This article was originally published by the Open Data Institute. Access the original article here.
Communities exist in all sorts of shapes and sizes, from small groups who come together at local village halls for chess clubs through to huge communities of sports fans who follow their teams from all over the world. There are also communities who come together with the aim of collecting, maintaining and sharing data, which we call data communities.
There are well known examples, like Wikipedia and OpenStreetMap, which have hundreds of thousands of contributors from around the world. For reference, the English language Wikipedia is home to nearly seven million articles, with edits being made at a rate of 2 edits per second. In 2023 there were nearly a million active editors on Wikipedia.
There are also smaller, more localised examples of data communities, which are focused on local issues. For example, CocoZap, supported by DataLabe in Brazil, enables communities to map out sanitation (or lack thereof) in their favelas, which creates datasets that they can use to campaign for improvements. And Dakshin, based in India, is a community of local fishers who collect data about their expertise on the ocean where they fish, such that they have a seat at the table to discuss their lived realities, and advocate for their communities. There are also examples like the Toilet Map, which is a crowdsourced list of all of the publicly accessible toilets in London, while Habitat Map supports communities to measure air quality in their local area.
The advent of generative AI, and in particular with the launch of ChatGPT in 2022, was a pivotal moment in the development of Wikipedia, and many of the other data communities around the world.

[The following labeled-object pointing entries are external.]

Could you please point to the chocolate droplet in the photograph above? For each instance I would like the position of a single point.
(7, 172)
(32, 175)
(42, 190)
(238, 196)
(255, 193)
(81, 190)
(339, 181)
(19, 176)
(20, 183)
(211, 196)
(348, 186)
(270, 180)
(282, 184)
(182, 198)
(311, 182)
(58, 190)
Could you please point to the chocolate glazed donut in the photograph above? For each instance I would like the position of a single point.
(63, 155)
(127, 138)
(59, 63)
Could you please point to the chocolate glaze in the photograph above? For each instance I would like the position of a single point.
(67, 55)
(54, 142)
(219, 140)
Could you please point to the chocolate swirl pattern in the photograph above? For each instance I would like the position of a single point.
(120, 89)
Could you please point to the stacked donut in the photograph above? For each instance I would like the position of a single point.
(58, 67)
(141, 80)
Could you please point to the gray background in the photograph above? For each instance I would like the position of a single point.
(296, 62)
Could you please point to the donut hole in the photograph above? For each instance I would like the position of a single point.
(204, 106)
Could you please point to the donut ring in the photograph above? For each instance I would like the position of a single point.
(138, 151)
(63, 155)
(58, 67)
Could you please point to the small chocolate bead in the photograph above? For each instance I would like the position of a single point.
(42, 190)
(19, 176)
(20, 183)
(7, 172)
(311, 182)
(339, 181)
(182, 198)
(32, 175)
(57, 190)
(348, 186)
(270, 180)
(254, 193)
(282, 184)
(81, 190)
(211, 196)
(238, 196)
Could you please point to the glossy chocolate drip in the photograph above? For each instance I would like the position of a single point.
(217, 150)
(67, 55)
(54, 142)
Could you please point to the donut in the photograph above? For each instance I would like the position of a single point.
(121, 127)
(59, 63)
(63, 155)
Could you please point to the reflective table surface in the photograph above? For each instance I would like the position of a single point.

Some are concerned that these tools may spell the end of communities like Wikipedia. There are potential issues in using generative AI in writing posts, or producing new data points due to their well cited ability to hallucinate. Their ability to regurgitate information, without referencing its source, leads to concerns about reductions in traffic to the communities themselves if people start to rely upon AI chatbots for information.
However, there is a huge opportunity for generative AI to support data communities, for example via the creation of new articles or data points, translations into other languages, as well as summarising discussion pages.
Different communities have been impacted in different ways. Recent research suggests that the impact has been limited, both in regards to visits to the online encyclopaedia as well as in terms of the number of edits. While the decline in the use of Stack Overflow has been well documented.
The future of data communities in the era of generative AI is far from certain. At a recent convening of experts around the future of knowledge commons like Wikipedia and Ushahidi in the era of generative AI, a draft research agenda was created, setting out the key themes which require further research and understanding. They found there to be a need to:
- Characterise and monitor the use of AI in the knowledge commons over time
- Develop AI tools for the Knowledge Commons
- Evaluate the effect and impact of deploying AI tools
- Empower Knowledge Commons communities in the AI era.
Wikipedia is different from many other data communities around the world. It is enormous in size, has well established rules and norms, as well as significant funding to sustain its future. But what about other communities like Wikipedia – how have they been impacted by the developments in generative AI? Are there differences across different types of community, geographies or size of community?
At the ODI and Aapti Institute, we’re interested in the different ways that people and communities can be more involved in the data economy. Data communities are one way that people can participate, and have more agency and control over how the data ecosystem reflects their lived reality and interests.
This long read explores what data communities are, how different data communities are being impacted by generative AI, and looking forward, how they can thrive in the era of generative AI.
What are data communities?
So what are data communities? In Should you believe Wikipedia?, Amy Bruckman argues that community refers to “a category of associations of groups of people”, and the strength of connection of the community relies upon the social capital between the members of the community. Operating in a digital space enables these social ties to become more persistent and pervasive, making it easier to connect people. Communities usually operate in third spaces, neutral areas that are neither work nor home, and many online websites enable this environment.
Data communities refer to communities which are connected by working with data. This could be through the generation of new data points, or the collective stewardship of data. Data communities come in lots of shapes and sizes, and some examples include efforts to collect data about butterflies in their back gardens, young runners capturing data about air quality in West African cities or local communities mapping a new road on OpenStreetMap.
How does generative AI impact data communities?
Generative AI is a category of AI-based systems that generate new outputs based on insights and patterns identified during training. ChatGPT, which generates text, is perhaps the most well known example of generative AI, but generative AI systems can create new data in the form of images, audio and more.
This section details more broadly some of the different ways that data generated by communities can be affected by this technology. These concerns are becoming increasingly widespread, with organisations like GovLab and OpenFuture looking at commons based approaches to the development and governance of AI. There are three ways which we see generative AI interacting with data communities:
- In the training data for AI models. While Wikipedia is one of the most widely used datasets for training generative AI models, other communities’ datasets, like Reddit, StackOverflow, Zooniverse have been used for training AI models. Additionally, other communities’ data could be collected through wider scraping practices in datasets such as common crawl.
- As a tool for the data community, for example via supporting the generation of new data labels, providing summaries of key discussion points, translations between community members, or assisting with mapping.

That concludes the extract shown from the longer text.